Statt Schulpolitik-Starre: McAbi? Wieso nicht!
Unternehmen wie Aldi, Tchibo und McDonalds bieten Weiterbildung an. Damit reagiert der Markt auf jene gesteigerten Bildungsnachfragen, welche die Kultusminister ignorieren.
Haben wir gelacht! Über "Dr. Cheeseburger" kringelt sich die SZ, und das professorale Portal tagesschau.de kalauert: "Ein Burger mit Cola und Abi, bitte!" Die beiden Intelligenzmedien stoßen sich daran, dass McDonalds nun zu jenen Unternehmen gehört, die Weiterbildungen anbieten, im Zweifel sogar das Abitur. Glücklicherweise findet dieser schröckliche Kulturverfall in Großbritannien statt. Man möchte sich gar nicht vorstellen, was hierzulande geschieht, wenn die Bastion "Allgemeine Hochschulreife" von der Wirtschaft geschleift oder schlimmer: einfach feindlich übernommen würde. Die Philologenchefs aller Bundesländer würden gemeinsam mit ihrem Primus Heinz-Peter Meidinger wahrscheinlich ihre Oberstudiendirektoren-Patente öffentlich verbrennen.

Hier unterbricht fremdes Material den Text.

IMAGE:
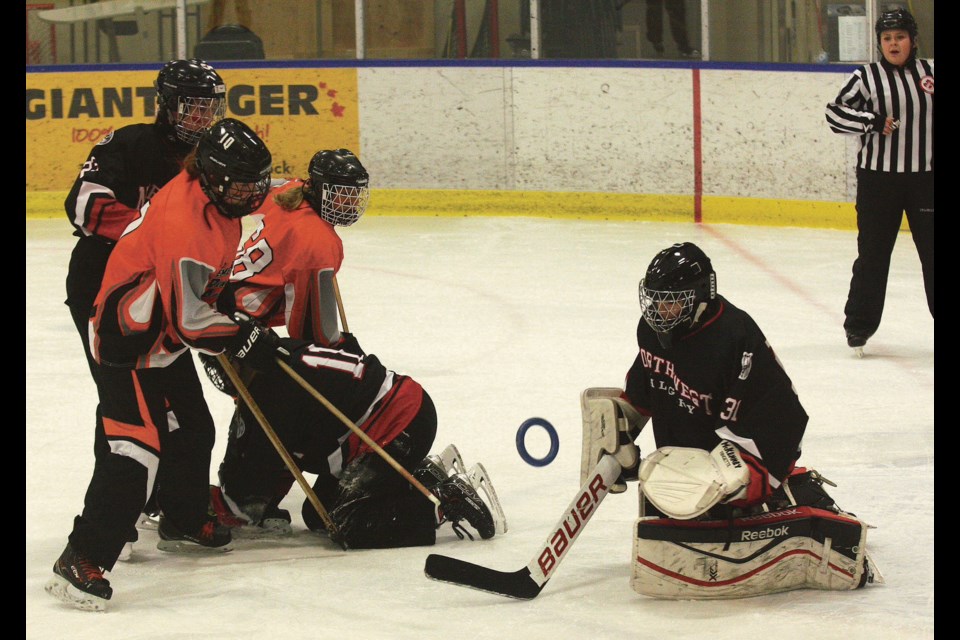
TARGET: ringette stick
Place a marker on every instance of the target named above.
(359, 432)
(277, 444)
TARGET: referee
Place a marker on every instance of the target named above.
(888, 105)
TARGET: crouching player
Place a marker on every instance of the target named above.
(724, 510)
(370, 503)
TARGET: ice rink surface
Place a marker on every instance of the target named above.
(503, 319)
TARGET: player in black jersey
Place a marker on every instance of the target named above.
(370, 503)
(728, 426)
(706, 373)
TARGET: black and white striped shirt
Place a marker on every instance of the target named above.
(880, 89)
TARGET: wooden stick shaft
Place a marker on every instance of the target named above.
(277, 443)
(359, 432)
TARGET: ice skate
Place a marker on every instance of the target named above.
(435, 468)
(856, 342)
(211, 537)
(461, 499)
(274, 522)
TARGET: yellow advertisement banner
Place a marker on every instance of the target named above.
(296, 111)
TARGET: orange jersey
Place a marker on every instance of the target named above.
(163, 279)
(277, 272)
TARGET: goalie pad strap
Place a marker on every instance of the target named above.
(797, 548)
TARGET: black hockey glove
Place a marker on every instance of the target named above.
(217, 376)
(255, 345)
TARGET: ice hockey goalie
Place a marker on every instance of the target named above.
(793, 548)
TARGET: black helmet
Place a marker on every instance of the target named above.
(338, 187)
(191, 96)
(235, 167)
(896, 19)
(678, 286)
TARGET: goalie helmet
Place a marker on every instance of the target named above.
(234, 167)
(678, 286)
(896, 19)
(191, 96)
(338, 188)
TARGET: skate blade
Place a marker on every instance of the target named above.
(269, 529)
(126, 554)
(148, 522)
(61, 589)
(480, 480)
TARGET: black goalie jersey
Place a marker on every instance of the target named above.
(720, 381)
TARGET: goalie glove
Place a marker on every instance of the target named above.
(610, 426)
(684, 483)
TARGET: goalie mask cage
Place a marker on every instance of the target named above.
(41, 37)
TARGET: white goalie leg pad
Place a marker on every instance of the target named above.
(684, 483)
(605, 416)
(796, 548)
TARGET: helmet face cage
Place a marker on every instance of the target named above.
(236, 199)
(665, 310)
(190, 97)
(338, 187)
(343, 204)
(678, 285)
(193, 115)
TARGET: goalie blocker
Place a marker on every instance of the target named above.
(795, 548)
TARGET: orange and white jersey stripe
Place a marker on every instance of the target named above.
(279, 271)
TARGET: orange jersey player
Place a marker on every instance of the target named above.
(157, 301)
(283, 274)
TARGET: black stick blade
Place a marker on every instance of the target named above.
(512, 584)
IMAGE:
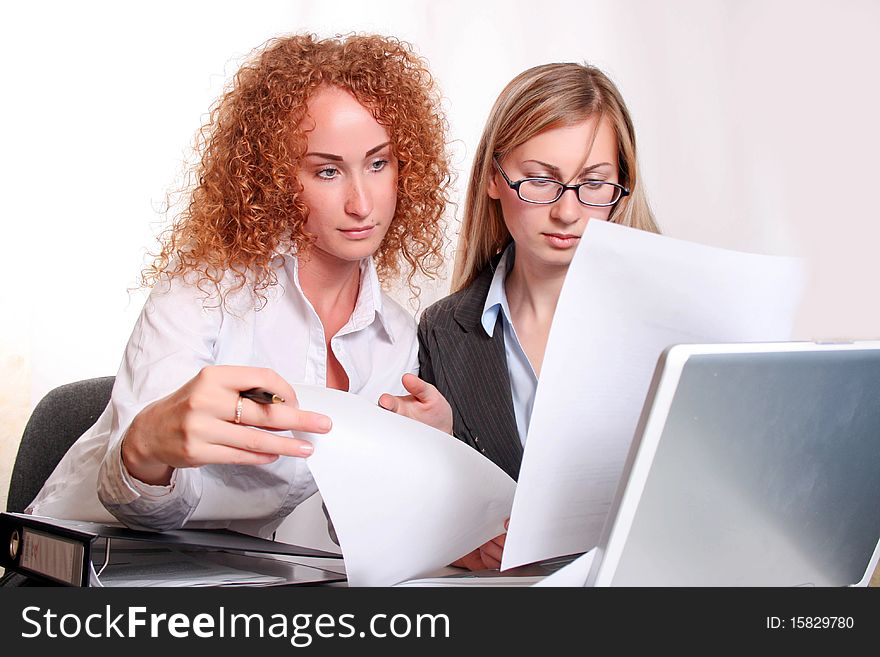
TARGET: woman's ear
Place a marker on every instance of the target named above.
(492, 185)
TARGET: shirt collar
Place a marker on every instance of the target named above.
(496, 299)
(368, 306)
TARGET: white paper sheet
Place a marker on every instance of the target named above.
(405, 499)
(574, 574)
(627, 296)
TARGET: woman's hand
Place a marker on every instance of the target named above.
(423, 403)
(486, 556)
(196, 425)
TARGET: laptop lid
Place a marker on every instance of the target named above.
(752, 465)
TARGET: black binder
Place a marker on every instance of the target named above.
(63, 551)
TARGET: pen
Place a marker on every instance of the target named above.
(261, 396)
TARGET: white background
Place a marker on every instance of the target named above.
(757, 125)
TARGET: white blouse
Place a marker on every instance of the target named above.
(178, 333)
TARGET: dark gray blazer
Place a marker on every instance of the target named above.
(470, 370)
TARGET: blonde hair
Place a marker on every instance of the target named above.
(536, 100)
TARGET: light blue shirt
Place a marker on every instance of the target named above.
(523, 381)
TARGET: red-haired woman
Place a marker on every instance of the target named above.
(323, 174)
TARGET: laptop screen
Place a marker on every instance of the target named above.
(756, 468)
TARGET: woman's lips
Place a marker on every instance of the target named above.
(561, 240)
(358, 233)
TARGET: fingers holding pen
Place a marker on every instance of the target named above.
(207, 421)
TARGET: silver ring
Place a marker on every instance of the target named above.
(237, 419)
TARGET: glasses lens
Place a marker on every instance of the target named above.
(540, 191)
(599, 193)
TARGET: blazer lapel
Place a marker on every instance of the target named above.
(480, 364)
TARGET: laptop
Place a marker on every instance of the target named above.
(752, 465)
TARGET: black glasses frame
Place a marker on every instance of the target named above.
(562, 189)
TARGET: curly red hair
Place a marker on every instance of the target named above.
(246, 205)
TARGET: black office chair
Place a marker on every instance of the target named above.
(61, 417)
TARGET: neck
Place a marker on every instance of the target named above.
(328, 282)
(533, 290)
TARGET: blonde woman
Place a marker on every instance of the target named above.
(558, 151)
(323, 174)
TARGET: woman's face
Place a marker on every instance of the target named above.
(348, 174)
(547, 235)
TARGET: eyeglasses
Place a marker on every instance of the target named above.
(595, 193)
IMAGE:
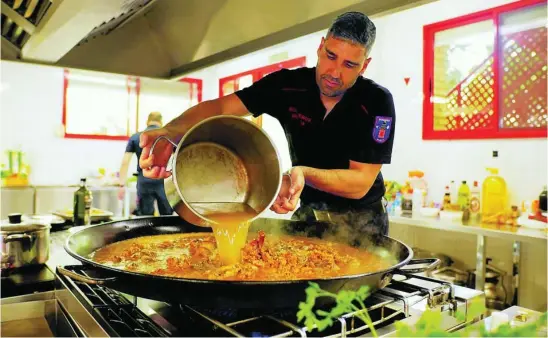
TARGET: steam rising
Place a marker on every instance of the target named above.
(358, 229)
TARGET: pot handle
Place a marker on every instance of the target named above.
(158, 139)
(434, 262)
(84, 279)
(18, 237)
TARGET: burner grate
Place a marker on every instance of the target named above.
(121, 317)
(386, 306)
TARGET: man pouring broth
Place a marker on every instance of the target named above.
(339, 126)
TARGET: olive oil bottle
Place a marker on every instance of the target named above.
(82, 205)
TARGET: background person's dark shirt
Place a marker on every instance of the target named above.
(133, 147)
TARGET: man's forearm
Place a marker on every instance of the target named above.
(346, 183)
(227, 105)
(123, 173)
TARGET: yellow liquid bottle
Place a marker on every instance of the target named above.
(494, 195)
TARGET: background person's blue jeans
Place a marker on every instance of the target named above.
(147, 193)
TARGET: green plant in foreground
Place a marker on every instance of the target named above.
(345, 303)
(428, 325)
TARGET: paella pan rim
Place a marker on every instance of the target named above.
(127, 273)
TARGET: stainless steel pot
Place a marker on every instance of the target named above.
(224, 164)
(24, 244)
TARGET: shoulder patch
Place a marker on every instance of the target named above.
(381, 130)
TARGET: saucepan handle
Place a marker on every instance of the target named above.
(18, 237)
(432, 263)
(288, 174)
(84, 279)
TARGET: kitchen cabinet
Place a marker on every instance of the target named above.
(16, 200)
(47, 199)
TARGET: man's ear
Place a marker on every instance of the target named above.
(320, 47)
(365, 64)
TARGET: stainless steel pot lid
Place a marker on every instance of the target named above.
(6, 228)
(43, 219)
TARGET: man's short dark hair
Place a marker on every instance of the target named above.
(356, 27)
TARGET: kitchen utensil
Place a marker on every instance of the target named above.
(224, 294)
(223, 165)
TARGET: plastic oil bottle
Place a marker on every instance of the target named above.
(494, 192)
(82, 205)
(475, 204)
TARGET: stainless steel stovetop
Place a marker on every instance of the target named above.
(100, 311)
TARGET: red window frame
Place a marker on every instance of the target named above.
(429, 32)
(259, 73)
(66, 72)
(66, 76)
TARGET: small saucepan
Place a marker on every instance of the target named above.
(23, 243)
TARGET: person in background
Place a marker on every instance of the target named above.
(148, 190)
(339, 126)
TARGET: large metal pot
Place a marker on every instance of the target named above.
(24, 244)
(224, 164)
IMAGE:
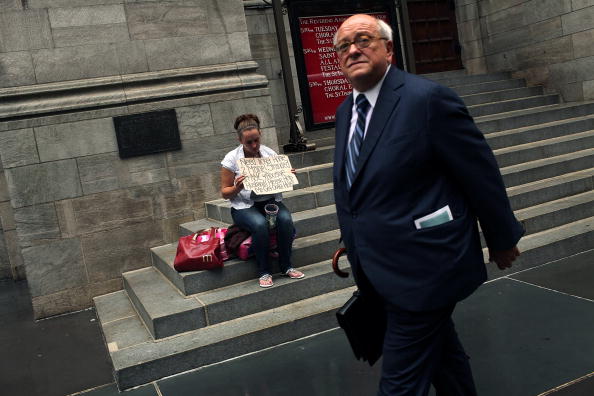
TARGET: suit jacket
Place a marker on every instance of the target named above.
(422, 151)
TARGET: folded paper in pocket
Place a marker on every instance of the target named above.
(438, 217)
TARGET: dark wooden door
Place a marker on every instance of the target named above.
(434, 35)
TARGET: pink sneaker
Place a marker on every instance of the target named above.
(294, 274)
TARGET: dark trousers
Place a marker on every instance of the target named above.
(254, 220)
(422, 348)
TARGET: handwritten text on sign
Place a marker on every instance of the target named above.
(269, 175)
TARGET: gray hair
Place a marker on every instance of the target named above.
(383, 28)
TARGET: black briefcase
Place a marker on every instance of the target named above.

Dabei sollten sich all die Bildungsbürger ernsthaft auf McBildung vorbereiten. Bei Tchibo gibt es längst Nachhilfepakete der Schülerhilfe zu kaufen. Auch Aldi macht seit Anfang des Jahres Bildungsangebote. Ja, Qualifikationen, Wissen, Erkenntnis, seit je Lebenselixiere der Deutschen, gibt es jetzt neben Wein, Suppenwürfeln und Turnschuhen beim Supermarkt. Das Feindliche ist näher, als die Intelligenzija dachte. Der böse böse Markt bedroht unsere, ach!, so edle Bildung.
Kappes. Die Industrie tut das, was ihr Job ist, was sie immer schon gut konnte: Sie findet Marktlücken und macht sie, jawoll, zu Geld. Die Frage, ob das legitim oder der Untergang des Abendlandes wäre, ist falsch gestellt. Sie muss zunächst lauten: Gibt es eine Marktlücke? Wer hat sie geöffnet, wer hat seinen Job nicht getan? Und die Antwort ist auch ganz einfach: Es gibt eine enorm steigende Nachfrage nach Qualifikationen aller Art. Aber die Kultusministerkonferenz, jene Versammlung der Schulminister aller Länder, geriert sich als mittelalterliche Gralshüterin des Gutes "höhere Bildung". Längst hat sie sich in ein schnödes Kartell verwandelt. Sie beharrt auf ihrem Monopol und vergibt Bildung nur nach undurchschaubaren, unmodernen und hoch undemokratischen Regeln. Alle Versuche der Bürger, dagegen aufzubegehren, etwa bei Wahlen, Bildungsdemos oder Elternabenden sind erfolglos geblieben - also kommt nun ein geübter Preisbrecher und beginnt alte Traditionen zu knacken: der Discounter. Recht so!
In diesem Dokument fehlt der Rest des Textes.